Mesdames et messieurs,
- Au nom du peuple français, je salue les représentants des cent quarante-cinq pays qui ont accepté de participer à la Conférence internationale de Paris sur le désarmement chimique. La France est honorée par leur présence en une circonstance aussi déterminante pour le présent et l'avenir de l'humanité. Elle souhaite ardemment que de leurs travaux naisse un nouvel espoir pour la paix dans le monde et que s'affirme plus encore la certitude de voir les nations poursuivre leur dialogue jusqu'à l'établissement d'équilibres durables.
- Je vous rappelle que siègent à cette conférence les pays parties au Protocole de Genève de 1925 dont la France est dépositaire, ceux qui s'apprêtent à le signer, d'autres encore qui reconnaissent également l'importance du débat et la nécessité de parvenir à un désarmement dans ce domaine, comme dans les autres.
- Il aura fallu moins de quatre mois pour que se réalise le souhait émis par le Président Reagan et par moi-même lors de la session de l'Assemblée générale des Nations unies en septembre dernier. La brièveté du délai entre l'évocation de cette conférence et sa tenue effective, brièveté inusitée, on peut le dire, dans la vie diplomatique, et la présence d'un si grand nombre de délégations soulignent qu'il y a partout une attente, une exigence récente que le monde soit libéré de la menace chimique.

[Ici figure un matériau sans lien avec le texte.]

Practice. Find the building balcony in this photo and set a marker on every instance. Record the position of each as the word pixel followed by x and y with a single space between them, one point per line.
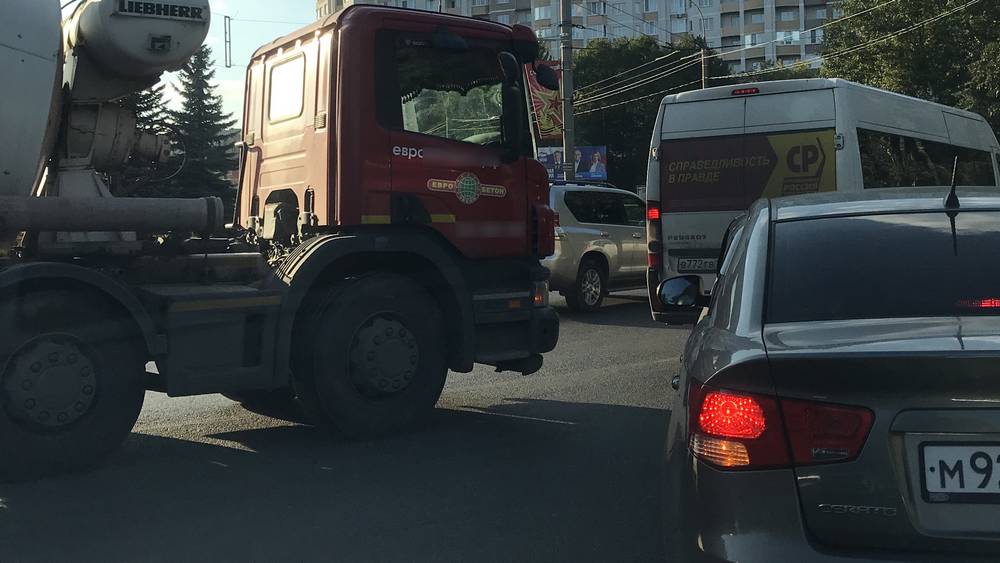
pixel 735 55
pixel 787 50
pixel 730 6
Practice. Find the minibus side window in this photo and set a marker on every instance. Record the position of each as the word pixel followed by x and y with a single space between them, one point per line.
pixel 889 160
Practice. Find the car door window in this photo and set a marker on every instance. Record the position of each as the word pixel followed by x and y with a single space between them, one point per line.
pixel 635 210
pixel 599 208
pixel 730 278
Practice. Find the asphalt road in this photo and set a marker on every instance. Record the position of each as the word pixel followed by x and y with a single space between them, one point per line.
pixel 559 466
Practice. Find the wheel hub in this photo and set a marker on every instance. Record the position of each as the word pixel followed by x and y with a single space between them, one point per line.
pixel 384 356
pixel 50 382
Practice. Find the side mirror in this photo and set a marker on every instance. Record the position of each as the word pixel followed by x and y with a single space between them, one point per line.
pixel 547 77
pixel 513 107
pixel 681 300
pixel 511 68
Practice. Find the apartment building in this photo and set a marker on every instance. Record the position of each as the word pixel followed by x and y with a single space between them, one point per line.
pixel 749 33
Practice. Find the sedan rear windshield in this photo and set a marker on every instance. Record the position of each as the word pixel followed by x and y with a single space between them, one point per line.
pixel 885 266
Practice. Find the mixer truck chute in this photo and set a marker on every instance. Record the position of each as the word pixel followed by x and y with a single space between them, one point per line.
pixel 374 252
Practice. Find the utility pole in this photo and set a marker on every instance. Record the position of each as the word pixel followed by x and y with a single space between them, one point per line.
pixel 704 69
pixel 569 142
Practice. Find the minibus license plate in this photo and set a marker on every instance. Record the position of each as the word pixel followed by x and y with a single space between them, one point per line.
pixel 698 265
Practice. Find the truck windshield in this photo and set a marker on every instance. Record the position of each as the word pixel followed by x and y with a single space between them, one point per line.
pixel 451 94
pixel 885 266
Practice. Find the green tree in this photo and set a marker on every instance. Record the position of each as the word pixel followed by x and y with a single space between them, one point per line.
pixel 202 130
pixel 626 122
pixel 954 61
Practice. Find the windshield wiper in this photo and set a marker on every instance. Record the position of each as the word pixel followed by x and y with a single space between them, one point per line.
pixel 953 206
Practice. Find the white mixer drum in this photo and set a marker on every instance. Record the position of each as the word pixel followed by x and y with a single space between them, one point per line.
pixel 139 38
pixel 31 65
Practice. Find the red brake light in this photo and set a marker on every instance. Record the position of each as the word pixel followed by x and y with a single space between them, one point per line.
pixel 733 429
pixel 736 430
pixel 731 416
pixel 991 303
pixel 822 433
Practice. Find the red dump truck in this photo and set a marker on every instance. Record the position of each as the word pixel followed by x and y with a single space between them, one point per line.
pixel 389 223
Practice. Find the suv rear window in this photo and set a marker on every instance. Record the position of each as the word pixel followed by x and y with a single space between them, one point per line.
pixel 885 266
pixel 596 207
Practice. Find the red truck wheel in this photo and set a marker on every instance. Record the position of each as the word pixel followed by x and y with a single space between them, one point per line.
pixel 377 360
pixel 71 383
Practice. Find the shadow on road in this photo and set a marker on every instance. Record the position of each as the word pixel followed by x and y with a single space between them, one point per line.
pixel 525 480
pixel 616 311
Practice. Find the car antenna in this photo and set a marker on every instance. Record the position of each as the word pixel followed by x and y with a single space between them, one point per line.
pixel 951 202
pixel 952 205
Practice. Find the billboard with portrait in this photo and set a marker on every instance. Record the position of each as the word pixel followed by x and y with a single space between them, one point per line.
pixel 590 163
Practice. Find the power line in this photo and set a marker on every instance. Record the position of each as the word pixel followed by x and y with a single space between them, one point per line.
pixel 663 72
pixel 722 53
pixel 603 80
pixel 673 70
pixel 861 46
pixel 661 93
pixel 805 31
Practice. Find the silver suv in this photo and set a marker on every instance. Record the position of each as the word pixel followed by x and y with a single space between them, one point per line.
pixel 600 243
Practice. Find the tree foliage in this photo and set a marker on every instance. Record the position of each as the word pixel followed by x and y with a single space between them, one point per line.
pixel 142 178
pixel 203 131
pixel 953 61
pixel 625 129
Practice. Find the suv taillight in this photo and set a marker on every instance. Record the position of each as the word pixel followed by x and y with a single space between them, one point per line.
pixel 739 430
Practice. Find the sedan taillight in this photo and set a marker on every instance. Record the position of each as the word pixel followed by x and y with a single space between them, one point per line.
pixel 739 430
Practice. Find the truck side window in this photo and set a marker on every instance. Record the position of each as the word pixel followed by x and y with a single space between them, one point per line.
pixel 450 94
pixel 287 86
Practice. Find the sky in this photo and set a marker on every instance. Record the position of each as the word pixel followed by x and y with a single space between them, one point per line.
pixel 255 22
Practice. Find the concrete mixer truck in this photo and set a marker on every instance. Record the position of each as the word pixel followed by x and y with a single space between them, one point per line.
pixel 380 238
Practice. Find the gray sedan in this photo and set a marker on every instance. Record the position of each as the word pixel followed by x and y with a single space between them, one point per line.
pixel 839 399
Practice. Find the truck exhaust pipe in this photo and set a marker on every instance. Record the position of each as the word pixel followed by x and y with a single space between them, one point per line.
pixel 91 215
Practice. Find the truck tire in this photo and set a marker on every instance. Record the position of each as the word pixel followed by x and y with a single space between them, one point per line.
pixel 375 361
pixel 587 294
pixel 71 383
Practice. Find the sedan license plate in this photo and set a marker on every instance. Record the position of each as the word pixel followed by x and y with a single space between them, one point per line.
pixel 697 265
pixel 961 473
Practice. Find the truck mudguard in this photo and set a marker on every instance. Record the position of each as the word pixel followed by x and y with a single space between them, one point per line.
pixel 35 272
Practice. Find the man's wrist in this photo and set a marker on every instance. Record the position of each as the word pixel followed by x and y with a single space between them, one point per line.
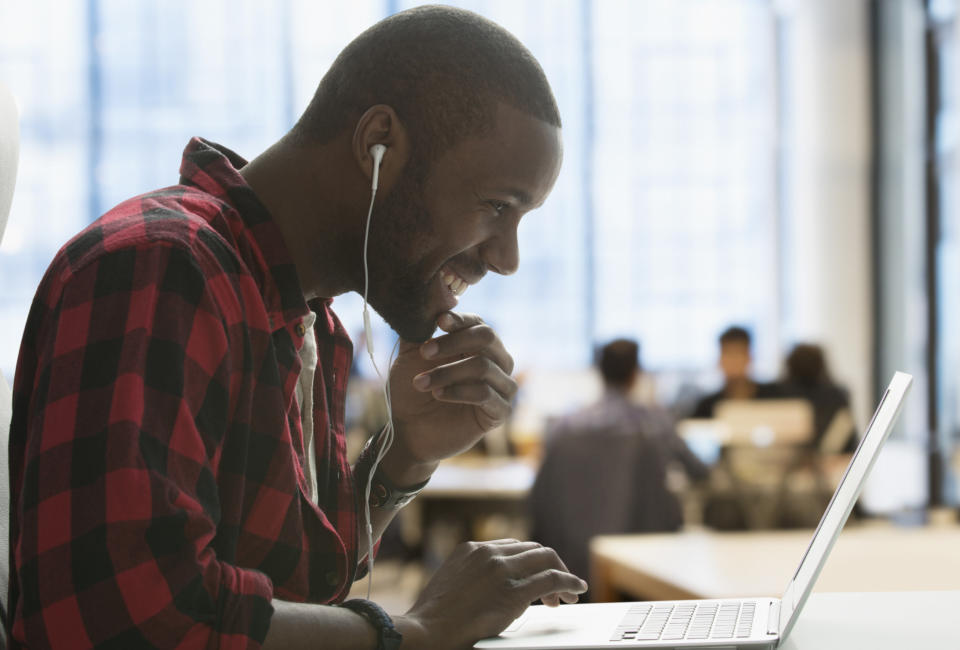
pixel 403 471
pixel 414 634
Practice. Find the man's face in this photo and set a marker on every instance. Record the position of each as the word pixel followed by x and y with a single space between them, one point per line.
pixel 735 360
pixel 433 236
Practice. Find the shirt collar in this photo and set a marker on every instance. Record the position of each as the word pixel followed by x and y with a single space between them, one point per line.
pixel 214 169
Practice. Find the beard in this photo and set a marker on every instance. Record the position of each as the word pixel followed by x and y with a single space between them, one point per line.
pixel 400 281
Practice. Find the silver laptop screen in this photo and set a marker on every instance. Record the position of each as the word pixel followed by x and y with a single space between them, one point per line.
pixel 842 501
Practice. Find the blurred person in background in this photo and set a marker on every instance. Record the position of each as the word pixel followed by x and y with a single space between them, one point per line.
pixel 177 466
pixel 735 360
pixel 604 468
pixel 808 377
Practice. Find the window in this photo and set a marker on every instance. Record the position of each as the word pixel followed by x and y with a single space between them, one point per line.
pixel 662 225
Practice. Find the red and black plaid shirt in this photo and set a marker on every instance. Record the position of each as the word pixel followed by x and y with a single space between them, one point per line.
pixel 156 455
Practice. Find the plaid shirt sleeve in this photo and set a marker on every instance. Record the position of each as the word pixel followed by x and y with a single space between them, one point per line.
pixel 124 385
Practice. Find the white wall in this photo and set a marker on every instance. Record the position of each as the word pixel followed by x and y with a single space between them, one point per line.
pixel 826 241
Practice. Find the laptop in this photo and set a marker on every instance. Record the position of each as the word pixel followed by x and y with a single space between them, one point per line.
pixel 723 623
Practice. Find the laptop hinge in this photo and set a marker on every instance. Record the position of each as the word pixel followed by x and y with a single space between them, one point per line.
pixel 773 618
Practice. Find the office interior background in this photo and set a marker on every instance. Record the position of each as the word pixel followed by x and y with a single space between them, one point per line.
pixel 790 166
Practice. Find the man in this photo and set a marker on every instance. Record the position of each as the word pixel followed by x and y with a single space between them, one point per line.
pixel 167 489
pixel 735 361
pixel 605 467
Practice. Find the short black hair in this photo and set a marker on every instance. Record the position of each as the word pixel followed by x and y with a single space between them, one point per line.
pixel 619 361
pixel 441 69
pixel 735 334
pixel 807 364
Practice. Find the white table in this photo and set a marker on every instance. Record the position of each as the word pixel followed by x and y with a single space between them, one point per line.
pixel 905 620
pixel 707 564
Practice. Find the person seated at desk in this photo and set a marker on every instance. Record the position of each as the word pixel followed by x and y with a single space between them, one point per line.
pixel 735 360
pixel 808 376
pixel 605 467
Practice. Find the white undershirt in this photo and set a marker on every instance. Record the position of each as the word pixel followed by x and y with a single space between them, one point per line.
pixel 308 360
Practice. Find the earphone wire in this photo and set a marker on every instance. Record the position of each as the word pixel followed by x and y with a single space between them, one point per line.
pixel 387 436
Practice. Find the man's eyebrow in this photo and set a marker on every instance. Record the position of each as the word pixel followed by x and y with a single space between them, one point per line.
pixel 519 196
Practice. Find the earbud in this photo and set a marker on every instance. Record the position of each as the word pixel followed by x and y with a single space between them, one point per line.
pixel 377 152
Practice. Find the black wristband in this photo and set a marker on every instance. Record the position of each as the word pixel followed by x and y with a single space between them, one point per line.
pixel 388 638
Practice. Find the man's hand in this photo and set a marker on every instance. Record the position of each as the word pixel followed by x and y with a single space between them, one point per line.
pixel 481 588
pixel 446 394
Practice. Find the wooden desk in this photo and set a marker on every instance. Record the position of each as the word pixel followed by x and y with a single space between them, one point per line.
pixel 469 498
pixel 705 564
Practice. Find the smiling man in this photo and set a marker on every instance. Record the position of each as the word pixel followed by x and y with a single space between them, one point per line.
pixel 178 465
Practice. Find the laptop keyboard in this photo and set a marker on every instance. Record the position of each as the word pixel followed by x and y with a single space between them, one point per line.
pixel 686 620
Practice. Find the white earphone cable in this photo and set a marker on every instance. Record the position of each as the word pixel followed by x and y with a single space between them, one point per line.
pixel 387 436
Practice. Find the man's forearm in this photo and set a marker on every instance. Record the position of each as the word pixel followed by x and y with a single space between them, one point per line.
pixel 302 625
pixel 401 471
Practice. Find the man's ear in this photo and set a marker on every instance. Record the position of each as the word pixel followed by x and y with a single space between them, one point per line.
pixel 380 124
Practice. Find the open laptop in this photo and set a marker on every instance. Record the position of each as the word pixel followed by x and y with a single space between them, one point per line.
pixel 725 623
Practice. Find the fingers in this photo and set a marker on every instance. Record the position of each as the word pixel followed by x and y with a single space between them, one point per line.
pixel 466 381
pixel 467 335
pixel 545 578
pixel 535 572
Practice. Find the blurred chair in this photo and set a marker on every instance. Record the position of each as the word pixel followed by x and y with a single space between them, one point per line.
pixel 9 156
pixel 600 483
pixel 767 448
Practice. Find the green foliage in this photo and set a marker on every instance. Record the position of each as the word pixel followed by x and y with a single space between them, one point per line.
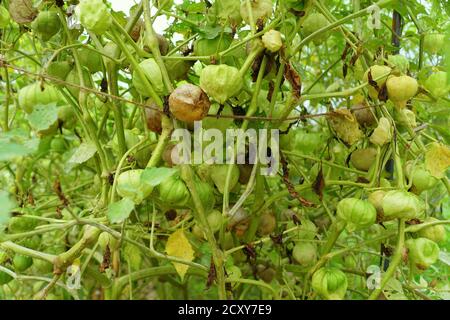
pixel 88 173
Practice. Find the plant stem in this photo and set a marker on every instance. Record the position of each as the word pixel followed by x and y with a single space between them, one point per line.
pixel 396 259
pixel 188 177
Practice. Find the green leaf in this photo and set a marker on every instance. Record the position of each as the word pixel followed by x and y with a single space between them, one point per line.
pixel 10 150
pixel 120 211
pixel 444 257
pixel 83 153
pixel 154 176
pixel 43 116
pixel 6 206
pixel 179 246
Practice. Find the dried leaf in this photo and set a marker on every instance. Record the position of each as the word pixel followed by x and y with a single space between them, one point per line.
pixel 22 11
pixel 178 246
pixel 437 159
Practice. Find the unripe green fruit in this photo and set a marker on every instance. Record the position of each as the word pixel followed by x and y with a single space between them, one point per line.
pixel 305 253
pixel 174 193
pixel 345 125
pixel 377 71
pixel 104 240
pixel 420 177
pixel 94 16
pixel 330 283
pixel 154 76
pixel 272 40
pixel 46 24
pixel 362 159
pixel 357 213
pixel 422 253
pixel 221 82
pixel 436 233
pixel 129 185
pixel 58 145
pixel 383 133
pixel 401 89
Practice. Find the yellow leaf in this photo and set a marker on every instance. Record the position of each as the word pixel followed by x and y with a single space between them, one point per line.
pixel 178 246
pixel 437 159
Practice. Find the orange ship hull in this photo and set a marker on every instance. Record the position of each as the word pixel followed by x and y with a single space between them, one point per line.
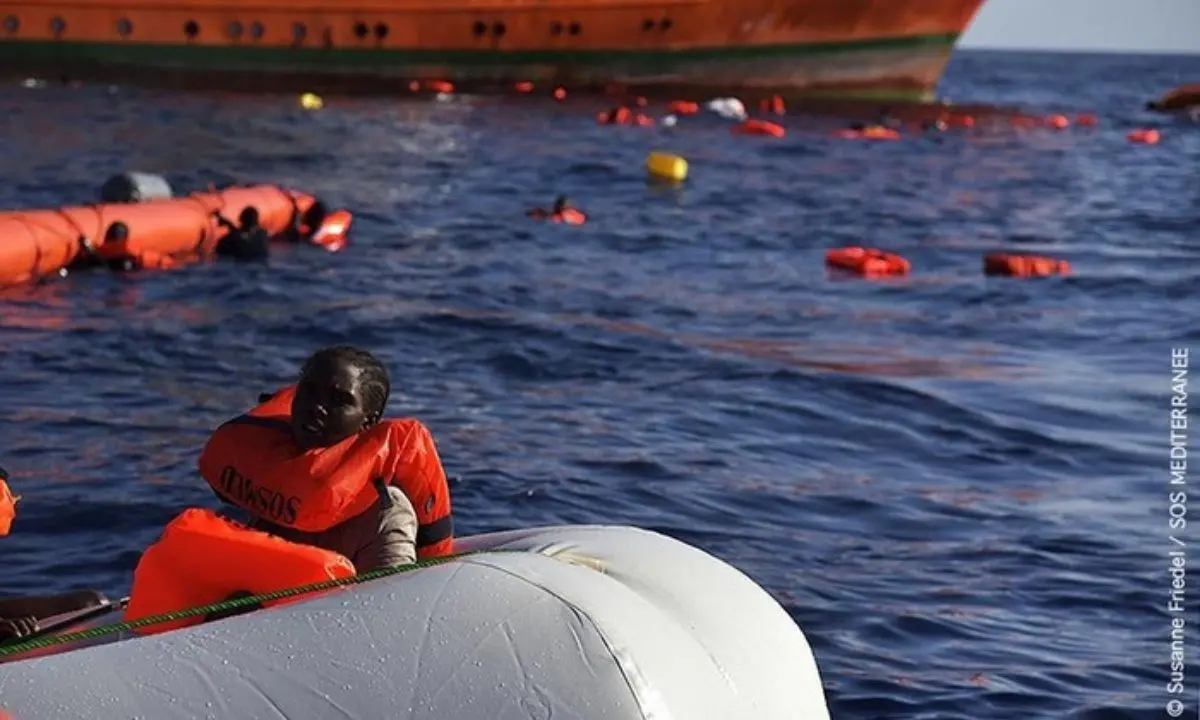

- Pourquoi, demandera-t-on, insister sur l'élimination de telles armes alors qu'il en est peut-être de plus meurtrières encore ? Et pourquoi traiter d'un tel problème en 1989 alors qu'on pouvait le penser réglé depuis 1925 ? En fait, l'attention portée à l'élimination de l'arme chimique n'est qu'une manifestation supplémentaire de l'effort de désarmement mené depuis un certain temps dans de multiples domaines. J'y reviendrai dans un moment. S'ajoute aussi le sentiment de l'intolérable devant les ravages causés par cette arme. On en a récemment constaté l'horreur `guerre Iran - Irak`, n'y revenons pas. Il ne s'agit pas d'oublier mais d'inscrire dans le droit l'engagement qu'il n'en sera plus jamais ainsi. Votre présence ici montre que la conscience du danger est très largement partagée et profondément vécue. On sait qu'en raison de la nature même de l'arme chimique, la sécurité de tous et de chacun exige son élimination complète et vérifiée.\
Depuis 1980, dans le cadre du Comité ad hoc de la conférence du désarmement de Genève, les négociateurs de quarante pays s'efforcent de mettre au point un traité universel, plus ambitieux que le Protocole de 1925. Un grand nombre d'entre ces négociateurs sont parmi nous aujourd'hui et je tiens à ce qu'il soit rendu hommage à leur persévérance, à leur vigilance, à leur esprit de conciliation.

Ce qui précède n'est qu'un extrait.